Il credito che serve
Per le persone in difficoltà economica esiste il nostro “Microcredito sociale” che si rivolge a persone e famiglie già in condizione di particolare vulnerabilità economico-sociale e che non possono accedere ai finanziamenti bancari ordinari. È possibile ottenere un prestito fino a 5.000 euro, erogabile a persone con basse capacità di reddito, residenti o domiciliate nel territorio della nostra Diocesi e, se straniere, in possesso di regolare permesso di soggiorno. Il microcredito serve a coprire le spese per situazioni impreviste, come le visite mediche onerose, interventi nell’abitazione, aumento tasse o costo dei libri per istruzione dei figli ecc. Le comunità parrocchiali possono sostenere il progetto, raccogliendo denaro per implementare il Fondo di Garanzia.
L’ambulatorio è aperto
Dal 2016 è attivo l’Ambulatorio medico odontoiatrico Caritas, a Latina. I criteri stabiliti per accedere al servizio sono quelli dell’urgenza e dell’indigenza, valutati attraverso un colloquio svolto da operatori e medici di famiglia volontari. Sono volontari anche gli odontoiatri che prestano servizio all’interno della struttura. L’attrezzatura di cui è dotato l’ambulatorio permette di eseguire interventi comuni, come estrazioni, cura delle carie, ricostruzioni, igiene/ablazione e terapie canalari. Ma nel corso degli ultimi anni sono aumentate anche le richieste di protesi mobili, considerate le gravi difficoltà di accesso a studi privati per i costi impossibili da sostenere per molte persone vittime della crisi legata all’emergenza. Per portare avanti questo servizio sono necessarie importanti risorse economiche, per la raccolta delle quali invitiamo le comunità parrocchiali ad attivarsi.
Un piatto sempre pronto
Un’attività tipica e che purtroppo non accenna a diminuire è quella della raccolta viveri per le Caritas parrocchiali e le mense. Gli utenti in questi anni stanno aumentando sempre più per le tante ragioni note, dalla crisi economica a quella internazionale con le varie dinamiche migratorie, per cui la possibilità di accedere gratuitamente ad un pasto o ad un pacco viveri è l’occasione non tanto di soddisfare un bisogno primario ma quanto di inserire una sorta di bonus per alleggerire il carico del bilancio familiare. Rispetto alla priorità di Caritas, che è l’ascolto, l’erogazione dei viveri resta secondaria, ma non se ne può prescindere.
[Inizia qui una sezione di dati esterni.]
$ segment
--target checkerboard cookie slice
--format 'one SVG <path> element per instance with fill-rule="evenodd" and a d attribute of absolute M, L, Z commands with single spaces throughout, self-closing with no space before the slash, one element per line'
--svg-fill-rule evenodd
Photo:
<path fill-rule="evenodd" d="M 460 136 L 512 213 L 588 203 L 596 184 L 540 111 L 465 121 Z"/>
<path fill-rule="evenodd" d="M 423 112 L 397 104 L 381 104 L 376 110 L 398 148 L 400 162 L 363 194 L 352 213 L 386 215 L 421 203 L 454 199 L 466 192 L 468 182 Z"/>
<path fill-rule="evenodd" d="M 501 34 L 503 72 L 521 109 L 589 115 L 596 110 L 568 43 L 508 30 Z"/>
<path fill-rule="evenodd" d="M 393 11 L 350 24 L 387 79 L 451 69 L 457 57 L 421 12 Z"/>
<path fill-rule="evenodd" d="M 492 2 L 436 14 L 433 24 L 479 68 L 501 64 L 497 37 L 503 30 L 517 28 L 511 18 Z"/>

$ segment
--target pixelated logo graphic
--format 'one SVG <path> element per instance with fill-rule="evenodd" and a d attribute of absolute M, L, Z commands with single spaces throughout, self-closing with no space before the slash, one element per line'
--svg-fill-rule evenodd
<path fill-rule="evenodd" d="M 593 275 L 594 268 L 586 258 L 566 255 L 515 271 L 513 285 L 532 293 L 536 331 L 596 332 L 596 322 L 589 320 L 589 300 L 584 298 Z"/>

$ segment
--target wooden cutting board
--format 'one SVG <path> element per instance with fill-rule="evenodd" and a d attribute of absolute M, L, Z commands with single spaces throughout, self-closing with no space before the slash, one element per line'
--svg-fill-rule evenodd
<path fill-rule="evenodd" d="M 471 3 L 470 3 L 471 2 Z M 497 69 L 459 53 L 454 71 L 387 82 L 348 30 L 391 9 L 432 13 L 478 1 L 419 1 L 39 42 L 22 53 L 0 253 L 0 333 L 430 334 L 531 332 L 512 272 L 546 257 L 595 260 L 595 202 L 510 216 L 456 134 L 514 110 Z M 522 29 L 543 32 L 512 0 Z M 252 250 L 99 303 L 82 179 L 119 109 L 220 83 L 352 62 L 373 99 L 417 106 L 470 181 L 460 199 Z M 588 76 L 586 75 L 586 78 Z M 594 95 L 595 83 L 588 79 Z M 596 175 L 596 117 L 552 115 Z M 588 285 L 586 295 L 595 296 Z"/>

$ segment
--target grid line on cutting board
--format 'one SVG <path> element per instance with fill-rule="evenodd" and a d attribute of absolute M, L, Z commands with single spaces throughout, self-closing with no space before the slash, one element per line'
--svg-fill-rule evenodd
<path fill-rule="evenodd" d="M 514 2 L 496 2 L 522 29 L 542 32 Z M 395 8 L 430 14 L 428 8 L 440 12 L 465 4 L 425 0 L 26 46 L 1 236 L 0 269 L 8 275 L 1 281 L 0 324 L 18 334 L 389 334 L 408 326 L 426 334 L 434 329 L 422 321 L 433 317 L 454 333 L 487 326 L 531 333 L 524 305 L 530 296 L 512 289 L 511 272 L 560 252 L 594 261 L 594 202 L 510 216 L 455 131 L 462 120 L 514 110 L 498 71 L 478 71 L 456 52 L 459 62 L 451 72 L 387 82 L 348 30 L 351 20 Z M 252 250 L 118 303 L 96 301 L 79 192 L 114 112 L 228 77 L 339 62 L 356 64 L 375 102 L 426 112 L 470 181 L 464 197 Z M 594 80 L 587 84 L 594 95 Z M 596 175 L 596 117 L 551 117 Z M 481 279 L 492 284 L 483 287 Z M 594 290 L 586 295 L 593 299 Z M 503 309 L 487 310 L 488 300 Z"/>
Invitiamo tutti, in questo periodo di Avvento-Natale ma – ripeto – anche durante tutto l’anno, a coinvolgere le comunità parrocchiali nell’organizzazione di raccolte viveri straordinarie, comunitarie e nelle locali reti di distribuzione, anche favorendo l’inserimento di nuovi volontari. Così si contribuirà all’assortimento dei viveri per i pacchi distribuiti dalle Caritas parrocchiali e si potrà offrire supporto anche alle mense Caritas, in aggiunta ai viveri dell’Unione Europea, a cui afferiscono oggi decine di realtà della nostra Diocesi.
Contro l’azzardo
Da ultimo, la Caritas Diocesana partecipa a “Vince chi smette”, l’iniziativa promossa dalla Caritas Italiana e dalla Fict (Federazione Italiana delle Comunità terapeutiche), il cui obiettivo è coinvolgere le comunità, in rete con le Caritas territoriali e gli organismi pastorali della Chiesa, per avviare una strategia comune sul tema “azzardo”, accompagnando l’intera comunità ad una conoscenza che sia argine alla diffusione del problema: attraverso una serie di attività progressive desideriamo aiutare la comunità ad accrescere la consapevolezza riguardo a questo fenomeno e alle sue conseguenze.